Some of the ballsiest moves I saw in Breck actually related to the on-slope sartorials of the park rats. In general, most of the snowboard fashions in the last five years seem to have involved the appropriation of styles that would have once only been seen on the biggest dweebs. Mittens are now de rigeur, whereas for at least two of the last three decades they would have seen you laughed out of town as a gaper.

“In order to get everyone else to think that wearing salopettes is cool, you have to be one smooth motherfucker”

This douchebag chic has now seemingly extended to encompass salopettes worn over the top of coats (like a beginner ski-schooler or fat snow-ploughing Mum), trousers that are rolled up over the top of your boots (like a French ski weekender from Reims), beanies over the top of baseball caps (lost for words here) and those neon headbands that are worn by topless women on 1980s French ski resort postcards.

Whoever initiated these looks must have been really, really ballsy – or an incredibly good shredder – because in order to get everyone else to think that wearing salopettes is cool, you have to be one smooth motherfucker. I can’t imagine anyone looked at my kids or the 70-year-old guy pootling down a green run (both also wearing salopettes), and thought “that is the future of snowboarding fashion”, so hats off to the first guy or gal who rocked them and was also able to do a 900.

I must therefore congratulate Breck for being on the edge between ridiculous and cool. Thats what keeps snowboarding fun/alive/looking dumb five years later. Long live dumb balls.

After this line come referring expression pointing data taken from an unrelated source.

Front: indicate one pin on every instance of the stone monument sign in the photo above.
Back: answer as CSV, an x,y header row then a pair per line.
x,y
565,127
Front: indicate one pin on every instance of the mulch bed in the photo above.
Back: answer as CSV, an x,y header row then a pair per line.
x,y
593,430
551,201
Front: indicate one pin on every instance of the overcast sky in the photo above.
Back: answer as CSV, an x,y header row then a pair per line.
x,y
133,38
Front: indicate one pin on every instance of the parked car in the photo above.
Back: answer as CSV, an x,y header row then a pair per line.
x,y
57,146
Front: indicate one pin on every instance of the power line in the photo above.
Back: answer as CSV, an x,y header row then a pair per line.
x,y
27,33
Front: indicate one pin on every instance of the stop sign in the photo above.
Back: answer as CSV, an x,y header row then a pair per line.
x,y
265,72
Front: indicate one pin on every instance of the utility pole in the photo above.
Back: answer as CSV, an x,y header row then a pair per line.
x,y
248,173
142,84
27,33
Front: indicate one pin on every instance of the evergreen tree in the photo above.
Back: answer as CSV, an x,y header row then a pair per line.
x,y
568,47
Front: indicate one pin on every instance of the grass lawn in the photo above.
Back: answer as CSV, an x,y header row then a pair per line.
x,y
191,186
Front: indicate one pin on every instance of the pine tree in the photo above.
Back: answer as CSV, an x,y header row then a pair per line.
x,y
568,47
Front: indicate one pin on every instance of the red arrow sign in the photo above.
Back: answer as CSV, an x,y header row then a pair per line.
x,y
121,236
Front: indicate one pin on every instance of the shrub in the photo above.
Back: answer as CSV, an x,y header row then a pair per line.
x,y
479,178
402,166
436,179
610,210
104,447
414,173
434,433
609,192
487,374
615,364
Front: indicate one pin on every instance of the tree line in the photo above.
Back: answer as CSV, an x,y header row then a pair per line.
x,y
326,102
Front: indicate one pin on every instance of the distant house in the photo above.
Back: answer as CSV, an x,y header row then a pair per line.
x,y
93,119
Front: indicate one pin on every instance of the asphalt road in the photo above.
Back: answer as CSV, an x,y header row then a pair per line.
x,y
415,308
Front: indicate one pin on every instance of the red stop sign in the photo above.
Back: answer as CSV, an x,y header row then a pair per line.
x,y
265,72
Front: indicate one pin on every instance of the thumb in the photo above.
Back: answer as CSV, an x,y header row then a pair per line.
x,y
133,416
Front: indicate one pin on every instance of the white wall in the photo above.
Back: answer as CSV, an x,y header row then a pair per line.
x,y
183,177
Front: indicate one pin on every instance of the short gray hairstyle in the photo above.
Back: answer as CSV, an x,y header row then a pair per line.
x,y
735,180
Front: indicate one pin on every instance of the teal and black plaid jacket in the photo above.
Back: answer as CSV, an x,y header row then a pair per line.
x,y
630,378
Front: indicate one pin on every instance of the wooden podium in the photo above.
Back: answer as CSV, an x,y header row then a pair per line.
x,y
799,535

Beers (And Other Things That You Have With Beers)

If it weren’t for the fact that the altitude hangover is bad enough, I would have drunk way more in Breck. The local brewery has some fantastic craft ales, which are served liberally in all the bars and restaurants (thankfully, usually accompanied – without any need for awkward ‘soft lad’ requests – by a pint of water).

Again, I am looking at this through 40-year-old lenses, but it is a real joy to be able to sample genuinely tasty beer, rather than just generic European fizzy lager in a ski resort. At the risk of turning this review into a beardy CAMRA missive, I can heartily recommend Breckenridge Brewery’s Nitro Vanilla Porter and their Avalanche Amber Ale. There are myriad other opportunities for melting your head with beers which roll in at 10%+ , but I steered clear of those knowing that it would precipitate a week-long geule de bois, and bring forward my death by about five months.

“I just wish I had been here twenty years ago when I could fight off a hangover in hours rather than millennia, even at 3000m above sea level”

There are heaps of great restaurants that will fill your belly and those of your family – Ollie’s, Fatty’s, Mi Case, Kenosha, Extreme Pizza… just take a stroll down Main Street and follow your nose and you won’t go wrong. I should warn you however that most of the restaurants appear to compete on volume, and having ordered the “Pig Out Combo” at Kenosha, I had the meat sweats when I was barely into the meal. As an upstanding British person, I refused to take a doggy bag and manfully completed the feast, and thus later discovered hitherto unexplored levels of flatulence, feelings of self-loathing and porcine-induced night terrors. If I so much as catch a glance of another rib, brisket or slither of pulled pork I could have a heart attack on the spot.

I didn’t tear into the discotheques, so can’t really comment with any authority on the late-nite emporia, but the Gold Pan bar had some great live music playing most nights and the pool hall on Main Street enabled us to find new ways to compete about things that don’t matter. I just wish I had been here twenty years ago when I could fight off a hangover in hours rather than millennia, even at 3000m above sea level.

So…to cap it all off, Breck is a place of extremes – extreme dehydration, nose bleeds and bogies. Extreme balls to throw down in the park and rock your particular sub-species of douchebag steez. Extreme consumption in the form of mind-crumpling beer and intestine-busting food. I loved it, my wife and kids loved it, and I will most definitely be back – this time with an oxygen canister, my dad’s old salopettes, and a doggy bag.